Scleral lens indications are well established in published literature,
beginning with descriptions of blown glass shells that were the precursors of scleral
lenses in the late 1800s. Fick and Kalt explored the potential for optical correction of
corneal irregularity in keratoconus with their original lenses, while Mueller described
the use of a blown glass shell to correct significant myopic refractive error.

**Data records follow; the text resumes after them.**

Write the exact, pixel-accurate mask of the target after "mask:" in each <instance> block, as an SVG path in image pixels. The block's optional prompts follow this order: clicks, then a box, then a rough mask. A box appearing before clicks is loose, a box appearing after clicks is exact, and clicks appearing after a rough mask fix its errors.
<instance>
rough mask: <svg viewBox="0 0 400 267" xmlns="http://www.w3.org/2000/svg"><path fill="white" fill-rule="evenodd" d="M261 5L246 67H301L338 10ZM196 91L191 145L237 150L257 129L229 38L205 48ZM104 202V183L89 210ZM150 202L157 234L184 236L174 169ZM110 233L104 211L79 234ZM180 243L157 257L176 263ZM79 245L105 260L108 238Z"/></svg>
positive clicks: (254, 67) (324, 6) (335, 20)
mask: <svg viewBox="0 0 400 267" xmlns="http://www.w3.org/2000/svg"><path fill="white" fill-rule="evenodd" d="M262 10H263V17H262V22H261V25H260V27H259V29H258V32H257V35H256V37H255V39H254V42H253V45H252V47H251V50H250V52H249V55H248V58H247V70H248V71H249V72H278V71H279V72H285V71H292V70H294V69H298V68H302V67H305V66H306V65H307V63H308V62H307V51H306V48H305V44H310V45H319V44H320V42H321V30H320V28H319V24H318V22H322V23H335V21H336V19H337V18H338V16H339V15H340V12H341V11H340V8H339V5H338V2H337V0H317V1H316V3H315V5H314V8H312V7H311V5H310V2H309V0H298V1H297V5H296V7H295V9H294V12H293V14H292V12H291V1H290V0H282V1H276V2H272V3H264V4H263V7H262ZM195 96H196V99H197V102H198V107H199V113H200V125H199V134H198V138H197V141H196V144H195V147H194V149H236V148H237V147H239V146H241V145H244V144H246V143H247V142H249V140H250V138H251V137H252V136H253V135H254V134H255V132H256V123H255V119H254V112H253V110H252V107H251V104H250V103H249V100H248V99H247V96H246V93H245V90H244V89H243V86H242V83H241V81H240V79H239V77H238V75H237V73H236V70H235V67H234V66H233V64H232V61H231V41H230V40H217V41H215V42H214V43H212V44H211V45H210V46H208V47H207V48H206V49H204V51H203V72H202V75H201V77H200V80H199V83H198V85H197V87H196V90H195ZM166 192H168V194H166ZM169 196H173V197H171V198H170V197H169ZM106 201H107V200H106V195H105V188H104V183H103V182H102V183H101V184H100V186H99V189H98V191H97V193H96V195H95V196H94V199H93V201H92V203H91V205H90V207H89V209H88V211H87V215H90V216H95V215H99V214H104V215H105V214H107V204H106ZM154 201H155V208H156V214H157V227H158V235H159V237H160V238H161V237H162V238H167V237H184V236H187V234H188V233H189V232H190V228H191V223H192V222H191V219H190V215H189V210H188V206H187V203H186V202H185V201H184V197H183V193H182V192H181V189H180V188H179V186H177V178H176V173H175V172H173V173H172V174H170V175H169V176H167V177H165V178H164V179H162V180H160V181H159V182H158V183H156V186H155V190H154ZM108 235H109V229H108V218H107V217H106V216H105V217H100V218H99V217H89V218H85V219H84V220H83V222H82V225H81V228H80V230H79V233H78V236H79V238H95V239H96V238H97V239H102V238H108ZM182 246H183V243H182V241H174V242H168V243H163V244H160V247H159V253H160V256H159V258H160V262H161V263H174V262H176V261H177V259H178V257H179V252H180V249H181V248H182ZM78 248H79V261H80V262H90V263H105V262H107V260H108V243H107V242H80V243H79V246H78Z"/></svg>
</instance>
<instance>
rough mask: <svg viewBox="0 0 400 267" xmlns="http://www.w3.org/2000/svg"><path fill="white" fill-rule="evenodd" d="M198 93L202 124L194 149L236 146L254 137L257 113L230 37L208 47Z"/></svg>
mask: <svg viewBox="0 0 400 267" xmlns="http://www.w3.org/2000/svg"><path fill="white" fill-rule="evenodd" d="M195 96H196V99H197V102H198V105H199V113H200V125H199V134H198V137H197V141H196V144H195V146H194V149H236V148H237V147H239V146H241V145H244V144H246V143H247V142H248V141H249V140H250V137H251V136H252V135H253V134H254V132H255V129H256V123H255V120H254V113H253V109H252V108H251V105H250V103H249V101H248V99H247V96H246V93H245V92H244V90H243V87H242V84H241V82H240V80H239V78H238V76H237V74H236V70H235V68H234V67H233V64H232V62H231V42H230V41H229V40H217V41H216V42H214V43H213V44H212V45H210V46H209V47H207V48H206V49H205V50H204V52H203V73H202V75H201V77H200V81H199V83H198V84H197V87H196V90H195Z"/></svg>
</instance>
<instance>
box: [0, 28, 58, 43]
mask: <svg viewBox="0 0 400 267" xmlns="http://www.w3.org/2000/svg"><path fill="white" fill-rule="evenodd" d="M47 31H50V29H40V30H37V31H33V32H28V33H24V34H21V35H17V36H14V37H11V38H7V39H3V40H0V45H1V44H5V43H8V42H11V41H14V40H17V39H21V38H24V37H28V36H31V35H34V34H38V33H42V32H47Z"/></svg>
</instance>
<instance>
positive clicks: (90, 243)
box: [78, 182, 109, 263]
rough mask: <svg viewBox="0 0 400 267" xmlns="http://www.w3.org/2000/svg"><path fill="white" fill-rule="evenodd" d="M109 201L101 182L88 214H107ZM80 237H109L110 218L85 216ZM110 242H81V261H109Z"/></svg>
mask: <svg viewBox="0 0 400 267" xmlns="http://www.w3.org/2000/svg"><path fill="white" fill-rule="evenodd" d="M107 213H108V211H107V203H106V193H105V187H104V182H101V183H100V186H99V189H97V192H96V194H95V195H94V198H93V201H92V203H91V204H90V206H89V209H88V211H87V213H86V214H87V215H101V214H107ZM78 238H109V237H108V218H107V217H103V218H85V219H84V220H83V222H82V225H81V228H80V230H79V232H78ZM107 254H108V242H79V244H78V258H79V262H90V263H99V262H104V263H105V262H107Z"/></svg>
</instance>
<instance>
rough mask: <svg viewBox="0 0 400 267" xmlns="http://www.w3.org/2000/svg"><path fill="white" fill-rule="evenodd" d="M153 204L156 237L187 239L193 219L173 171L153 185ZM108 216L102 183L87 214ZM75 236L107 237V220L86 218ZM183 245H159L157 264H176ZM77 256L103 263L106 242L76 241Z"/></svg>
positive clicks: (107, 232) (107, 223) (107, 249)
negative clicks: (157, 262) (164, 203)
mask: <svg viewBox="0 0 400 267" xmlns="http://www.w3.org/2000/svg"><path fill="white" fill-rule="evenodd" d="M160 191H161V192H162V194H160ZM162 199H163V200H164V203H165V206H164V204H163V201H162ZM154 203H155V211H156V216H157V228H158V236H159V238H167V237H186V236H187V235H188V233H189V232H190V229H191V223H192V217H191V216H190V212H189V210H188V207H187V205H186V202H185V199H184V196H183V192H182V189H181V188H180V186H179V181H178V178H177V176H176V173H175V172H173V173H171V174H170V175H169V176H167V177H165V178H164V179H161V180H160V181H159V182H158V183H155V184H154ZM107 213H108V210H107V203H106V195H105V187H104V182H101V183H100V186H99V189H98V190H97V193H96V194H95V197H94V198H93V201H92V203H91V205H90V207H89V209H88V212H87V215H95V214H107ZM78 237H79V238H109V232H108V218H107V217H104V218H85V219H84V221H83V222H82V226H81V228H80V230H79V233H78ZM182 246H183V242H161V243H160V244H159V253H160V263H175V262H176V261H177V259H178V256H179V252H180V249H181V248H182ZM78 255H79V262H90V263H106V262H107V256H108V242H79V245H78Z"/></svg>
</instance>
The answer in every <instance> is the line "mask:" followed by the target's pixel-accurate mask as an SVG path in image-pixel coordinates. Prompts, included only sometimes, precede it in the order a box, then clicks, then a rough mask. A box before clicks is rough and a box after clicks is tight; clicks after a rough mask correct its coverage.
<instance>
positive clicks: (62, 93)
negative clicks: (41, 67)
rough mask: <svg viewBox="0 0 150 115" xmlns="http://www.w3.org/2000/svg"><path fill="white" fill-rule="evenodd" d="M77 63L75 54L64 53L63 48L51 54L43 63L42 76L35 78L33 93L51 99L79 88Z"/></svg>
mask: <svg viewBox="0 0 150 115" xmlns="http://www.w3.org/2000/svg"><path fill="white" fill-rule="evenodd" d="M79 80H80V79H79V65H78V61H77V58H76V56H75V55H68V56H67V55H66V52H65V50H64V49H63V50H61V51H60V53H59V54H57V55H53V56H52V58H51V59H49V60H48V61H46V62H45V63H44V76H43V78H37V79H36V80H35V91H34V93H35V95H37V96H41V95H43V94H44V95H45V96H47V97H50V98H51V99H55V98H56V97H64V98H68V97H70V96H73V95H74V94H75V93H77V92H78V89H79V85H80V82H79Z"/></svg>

Publications predating the introduction of rigid gas permeable scleral lenses in 1983
described the use of molded scleral shells or lenses to improve vision in cases of
significant corneal irregularity, to protect the ocular surface and to correct refractive
error. The introduction of rigid gas permeable contact lens materials sparked renewed
interest in the scleral lens modality. Since Ezekiel’s description of the use of rigid gas
permeable scleral lenses in the management of keratoconus, high ametropia, marked
corneal scarring and corneal surface compromise in 1983, interest in scleral lenses has
steadily grown.
Whenever a scleral lens is placed on a diseased eye, practitioners must be aware that it
is a therapeutic medical device. Use of scleral lenses in the management of ocular
disease requires an understanding of the disease process. The eye should be monitored
carefully to see that the desired outcome is obtained, and the therapeutic approach
should be adjusted if the expected outcome is not achieved or if unexpected
complications arise. Cooperation and collaboration with other eye care providers and
specialists within other areas of medicine will allow practitioners to maximize the
benefit for our patients.
Keywords: Auto-immune diseases, Clinical populations, Corneal ectasia, Corneal
scars, Cosmetic, Dryness, Indications, Irregular corneas, Keratoconus,
Keratoglobus, Managing expectations, Ocular surface, Ocular surface protection,
Optics, Pellucid marginal degeneration, Post-corneal transplant, Prosthetic,
Risk/benefit, Secondary corneal ectasias, Trauma.